Search This Blog

Archaeology of domestic life in early 20th century Britain

The aim of this blog is to publish data on early 20th century buildings, whilst this is still accessible. Much material of interest to the historian is being destroyed through 'home improvements' and DIY, and objects are increasingly being divorced from their context through dispersal after the death of their owners. By creating an easily accessible contextual record of material culture, it is hoped that those interested in this period of history may have a resource through which the details of domestic life might be studied.

If you have any artefacts of interest, or make discoveries during the process of your own investigations that you would like to share, please contact me!

Monday, 5 April 2010

Building A Kitchen: fireplace - changing room use

The first detailed investigation was enabled through the removal of a gas fire and back boiler in the origianl kitchen area.

Removal of the modern wallpaper (recording throughout) enabled the sequence of changes to this room to be deduced. The plans indicate the original presence of a large apperture, which comparison with photograph and descriptions of comparable houses suggest might have been filled with a range cooker. This seems most likely, bearing in mind tht this room was labelled as 'kitchen' on the plans, although subsequent change of use is possible. However, as noted in the description of the property, this building was seemingly constructed for the brother of the builder, which may make rapid transformation of room use less likely.

This has so far revealed the following sequence:
1) large fire surround, probably (although at this stage, not certainly) associated with a large apperture, which may have contained a cooking range.
Initial wall cover was dark brown (primer?) paint, followed by mid-dark green paint, and then covered with textured wall paper and painted with mid buff paint (there is possibly an initial lighter buff paint colour over the paper; this may represent primer, or a primary paint phase). Woodwork initially painted with dark brown paint. Subsequently painted with dark green paint, although possibly during the following phase

2) large fireplace filled in and surround removed, with smaller fireplace created, and surround fitted.
(Wall paper may have been mostly removed, adhering to areas where effort had been made to prevent the edges from peeling, e.g around the fire surround and door frames, although this as likely belongs to a later 'modern' phase)
Walls painted with an ivory paint (possibly primer?), and then a high gloss light green-grey. Woodwork may have been painted with dark green at this time, although some areas were subsequently painted with a lighter green, of similar colour to the walls.

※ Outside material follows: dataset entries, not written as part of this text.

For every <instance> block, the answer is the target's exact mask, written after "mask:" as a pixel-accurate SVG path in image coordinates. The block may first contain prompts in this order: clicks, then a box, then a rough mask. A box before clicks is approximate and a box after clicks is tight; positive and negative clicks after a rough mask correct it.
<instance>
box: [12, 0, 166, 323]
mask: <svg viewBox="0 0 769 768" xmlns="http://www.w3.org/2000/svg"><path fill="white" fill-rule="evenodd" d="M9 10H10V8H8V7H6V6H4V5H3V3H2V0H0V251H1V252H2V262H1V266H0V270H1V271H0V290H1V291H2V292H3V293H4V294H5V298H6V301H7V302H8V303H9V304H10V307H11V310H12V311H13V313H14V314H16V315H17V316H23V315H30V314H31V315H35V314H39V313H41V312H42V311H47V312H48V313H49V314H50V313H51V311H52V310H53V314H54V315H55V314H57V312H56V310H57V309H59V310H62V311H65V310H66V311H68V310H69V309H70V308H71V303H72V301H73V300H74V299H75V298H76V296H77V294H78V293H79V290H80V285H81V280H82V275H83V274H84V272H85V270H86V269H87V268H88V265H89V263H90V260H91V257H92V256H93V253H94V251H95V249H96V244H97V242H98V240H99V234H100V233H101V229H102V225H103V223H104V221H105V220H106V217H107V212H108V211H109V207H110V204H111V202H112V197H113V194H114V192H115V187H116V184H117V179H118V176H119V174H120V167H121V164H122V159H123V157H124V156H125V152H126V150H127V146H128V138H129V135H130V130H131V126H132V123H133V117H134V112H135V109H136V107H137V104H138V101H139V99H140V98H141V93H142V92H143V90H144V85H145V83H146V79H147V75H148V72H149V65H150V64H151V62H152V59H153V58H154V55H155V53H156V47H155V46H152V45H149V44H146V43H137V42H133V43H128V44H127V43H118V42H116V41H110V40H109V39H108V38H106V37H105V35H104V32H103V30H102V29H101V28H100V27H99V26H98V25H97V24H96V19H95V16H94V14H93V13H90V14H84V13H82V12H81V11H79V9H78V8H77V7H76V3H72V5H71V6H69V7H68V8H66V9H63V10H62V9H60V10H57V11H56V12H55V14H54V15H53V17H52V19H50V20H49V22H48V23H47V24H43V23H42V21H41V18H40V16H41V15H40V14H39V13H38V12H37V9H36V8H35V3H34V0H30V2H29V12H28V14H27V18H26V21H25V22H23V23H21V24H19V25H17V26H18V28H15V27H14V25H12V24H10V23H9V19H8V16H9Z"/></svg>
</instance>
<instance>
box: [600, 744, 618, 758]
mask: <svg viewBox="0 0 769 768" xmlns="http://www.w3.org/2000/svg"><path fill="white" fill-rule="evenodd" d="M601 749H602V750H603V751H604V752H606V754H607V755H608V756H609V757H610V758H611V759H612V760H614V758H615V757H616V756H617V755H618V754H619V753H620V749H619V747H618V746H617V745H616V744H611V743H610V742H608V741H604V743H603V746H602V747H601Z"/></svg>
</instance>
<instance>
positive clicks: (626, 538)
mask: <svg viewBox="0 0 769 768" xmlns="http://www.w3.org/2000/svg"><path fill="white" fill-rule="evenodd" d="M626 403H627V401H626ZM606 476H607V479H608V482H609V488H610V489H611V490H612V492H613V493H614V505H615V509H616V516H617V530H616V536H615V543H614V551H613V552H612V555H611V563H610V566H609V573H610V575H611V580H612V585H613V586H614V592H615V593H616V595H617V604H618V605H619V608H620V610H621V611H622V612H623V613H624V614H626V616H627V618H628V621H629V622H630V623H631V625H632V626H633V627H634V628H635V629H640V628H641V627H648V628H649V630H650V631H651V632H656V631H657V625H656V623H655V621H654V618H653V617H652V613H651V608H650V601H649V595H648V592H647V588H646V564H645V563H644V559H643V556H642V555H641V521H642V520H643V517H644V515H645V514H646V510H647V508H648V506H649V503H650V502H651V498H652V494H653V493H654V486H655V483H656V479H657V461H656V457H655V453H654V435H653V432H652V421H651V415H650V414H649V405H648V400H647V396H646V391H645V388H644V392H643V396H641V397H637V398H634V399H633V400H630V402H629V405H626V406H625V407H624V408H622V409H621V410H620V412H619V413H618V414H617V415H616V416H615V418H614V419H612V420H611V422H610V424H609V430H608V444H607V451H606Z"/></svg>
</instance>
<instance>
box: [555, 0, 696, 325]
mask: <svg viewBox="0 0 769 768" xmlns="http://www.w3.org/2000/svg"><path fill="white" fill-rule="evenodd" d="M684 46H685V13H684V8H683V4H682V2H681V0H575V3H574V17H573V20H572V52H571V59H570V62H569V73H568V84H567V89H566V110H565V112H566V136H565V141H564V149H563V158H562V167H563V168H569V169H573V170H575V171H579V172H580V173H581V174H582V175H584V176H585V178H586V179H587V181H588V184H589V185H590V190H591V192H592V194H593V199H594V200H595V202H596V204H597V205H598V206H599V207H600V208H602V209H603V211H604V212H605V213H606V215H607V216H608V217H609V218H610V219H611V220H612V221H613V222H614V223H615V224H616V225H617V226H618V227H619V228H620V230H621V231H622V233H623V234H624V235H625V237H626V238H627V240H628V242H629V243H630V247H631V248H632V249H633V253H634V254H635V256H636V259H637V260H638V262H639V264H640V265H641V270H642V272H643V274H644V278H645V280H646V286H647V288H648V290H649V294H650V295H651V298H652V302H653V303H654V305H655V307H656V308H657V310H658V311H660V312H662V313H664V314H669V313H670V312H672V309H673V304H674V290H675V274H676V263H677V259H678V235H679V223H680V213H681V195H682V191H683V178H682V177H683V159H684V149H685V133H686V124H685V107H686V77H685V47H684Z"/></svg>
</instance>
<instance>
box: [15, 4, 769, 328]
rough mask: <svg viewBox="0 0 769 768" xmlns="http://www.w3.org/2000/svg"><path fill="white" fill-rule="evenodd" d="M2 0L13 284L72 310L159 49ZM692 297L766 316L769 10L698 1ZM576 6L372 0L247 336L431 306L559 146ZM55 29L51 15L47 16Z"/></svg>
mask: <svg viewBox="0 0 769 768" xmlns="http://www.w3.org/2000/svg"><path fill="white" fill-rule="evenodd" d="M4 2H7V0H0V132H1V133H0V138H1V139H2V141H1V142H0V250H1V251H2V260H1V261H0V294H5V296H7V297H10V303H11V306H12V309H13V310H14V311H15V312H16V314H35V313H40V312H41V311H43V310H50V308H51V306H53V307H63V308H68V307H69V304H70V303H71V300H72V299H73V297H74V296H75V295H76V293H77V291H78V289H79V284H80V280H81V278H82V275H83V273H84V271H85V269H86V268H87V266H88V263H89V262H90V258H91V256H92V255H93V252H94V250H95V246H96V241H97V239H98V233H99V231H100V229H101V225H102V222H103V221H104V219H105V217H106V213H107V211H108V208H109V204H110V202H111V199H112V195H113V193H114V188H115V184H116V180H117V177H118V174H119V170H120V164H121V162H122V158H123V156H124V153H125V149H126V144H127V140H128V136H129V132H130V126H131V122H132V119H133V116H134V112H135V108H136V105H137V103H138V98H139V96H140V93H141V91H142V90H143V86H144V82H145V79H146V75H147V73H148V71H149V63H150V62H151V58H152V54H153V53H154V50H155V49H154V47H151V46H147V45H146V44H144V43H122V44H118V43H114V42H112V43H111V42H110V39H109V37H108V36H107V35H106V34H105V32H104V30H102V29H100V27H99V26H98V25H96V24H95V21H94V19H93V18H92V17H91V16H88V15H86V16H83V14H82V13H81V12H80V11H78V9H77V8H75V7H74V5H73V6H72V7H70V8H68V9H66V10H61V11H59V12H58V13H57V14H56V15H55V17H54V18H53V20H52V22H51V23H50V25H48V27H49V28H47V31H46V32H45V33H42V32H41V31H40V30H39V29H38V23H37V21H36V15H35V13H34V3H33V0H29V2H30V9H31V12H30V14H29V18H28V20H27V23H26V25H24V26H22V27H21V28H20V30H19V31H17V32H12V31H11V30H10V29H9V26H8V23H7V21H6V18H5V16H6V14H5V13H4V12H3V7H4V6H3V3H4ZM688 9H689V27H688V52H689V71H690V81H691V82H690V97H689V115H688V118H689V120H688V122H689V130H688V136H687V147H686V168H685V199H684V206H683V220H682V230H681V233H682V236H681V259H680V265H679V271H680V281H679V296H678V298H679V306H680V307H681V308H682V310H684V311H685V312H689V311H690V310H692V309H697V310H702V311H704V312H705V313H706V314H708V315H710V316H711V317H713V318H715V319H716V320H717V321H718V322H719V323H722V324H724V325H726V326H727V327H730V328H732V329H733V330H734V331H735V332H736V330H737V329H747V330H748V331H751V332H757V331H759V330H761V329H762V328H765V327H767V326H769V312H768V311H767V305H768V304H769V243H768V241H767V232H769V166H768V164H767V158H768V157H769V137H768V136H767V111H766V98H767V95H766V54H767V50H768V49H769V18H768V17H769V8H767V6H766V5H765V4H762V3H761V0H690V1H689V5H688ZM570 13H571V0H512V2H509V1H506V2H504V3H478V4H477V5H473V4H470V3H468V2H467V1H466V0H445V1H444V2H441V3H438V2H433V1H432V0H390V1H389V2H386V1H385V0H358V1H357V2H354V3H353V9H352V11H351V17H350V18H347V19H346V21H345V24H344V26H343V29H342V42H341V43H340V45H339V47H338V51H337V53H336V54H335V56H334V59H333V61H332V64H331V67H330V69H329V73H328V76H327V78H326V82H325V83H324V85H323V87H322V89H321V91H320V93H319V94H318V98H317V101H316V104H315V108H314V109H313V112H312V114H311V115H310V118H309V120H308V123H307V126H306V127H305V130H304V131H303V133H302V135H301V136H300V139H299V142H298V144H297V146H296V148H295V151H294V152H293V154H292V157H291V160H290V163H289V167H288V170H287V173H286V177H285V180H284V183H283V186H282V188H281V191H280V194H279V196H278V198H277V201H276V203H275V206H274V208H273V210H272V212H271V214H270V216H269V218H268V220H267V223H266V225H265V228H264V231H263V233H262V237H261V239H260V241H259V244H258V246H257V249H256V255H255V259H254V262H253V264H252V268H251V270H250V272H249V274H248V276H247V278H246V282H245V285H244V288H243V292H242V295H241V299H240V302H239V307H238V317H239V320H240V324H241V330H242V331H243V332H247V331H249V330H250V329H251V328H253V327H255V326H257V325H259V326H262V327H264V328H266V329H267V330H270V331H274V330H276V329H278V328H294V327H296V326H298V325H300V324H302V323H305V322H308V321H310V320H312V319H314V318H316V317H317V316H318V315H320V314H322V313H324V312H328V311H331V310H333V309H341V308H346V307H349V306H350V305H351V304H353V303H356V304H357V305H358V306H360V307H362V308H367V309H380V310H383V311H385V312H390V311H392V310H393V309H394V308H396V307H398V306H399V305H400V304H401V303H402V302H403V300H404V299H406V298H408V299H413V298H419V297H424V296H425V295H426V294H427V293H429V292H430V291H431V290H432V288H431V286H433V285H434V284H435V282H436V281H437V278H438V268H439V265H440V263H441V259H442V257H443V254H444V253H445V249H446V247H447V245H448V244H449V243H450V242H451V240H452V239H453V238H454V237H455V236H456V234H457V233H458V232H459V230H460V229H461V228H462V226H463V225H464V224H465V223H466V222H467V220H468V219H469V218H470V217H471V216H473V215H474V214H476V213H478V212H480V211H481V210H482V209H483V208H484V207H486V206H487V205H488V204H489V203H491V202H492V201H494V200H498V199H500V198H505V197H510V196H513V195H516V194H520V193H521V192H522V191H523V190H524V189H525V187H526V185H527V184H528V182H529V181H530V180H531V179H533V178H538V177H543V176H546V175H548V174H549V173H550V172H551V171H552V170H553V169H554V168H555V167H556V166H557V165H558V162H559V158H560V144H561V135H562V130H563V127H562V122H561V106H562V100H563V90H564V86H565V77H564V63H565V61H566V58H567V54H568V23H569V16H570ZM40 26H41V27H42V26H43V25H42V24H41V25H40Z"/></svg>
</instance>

3) 'modern' (1990s) - secondary fireplace removed and filled in, with backboiler and gas fire fitted.
Walls papered with textured paper and painted white. Woodwork painted with white gloss, and then cream eggshell

The OS map demonstrates that by 1949, a lean-to had been constructed. Oral testimony (secondary) indicated that a lean-to was constructed for a scullery. It is suggested that this corresponds with a change in function noted in the 'kitchen'. The fireplace was filled in during phase 2, a gas or electric cooker placed in the 'scullery' which now essentially became a kitchen, enabled due to the lean-to, and the old kitchen became a living room. So it might be surmised that phase 2 belongs between 1930/33 - 1949. (The new wall colour corresponds to british paint standards available during this period. But it must be questioned, as the fireplace was no longer used for cooking, why use the high gloss typical of kitchen surfaces?!)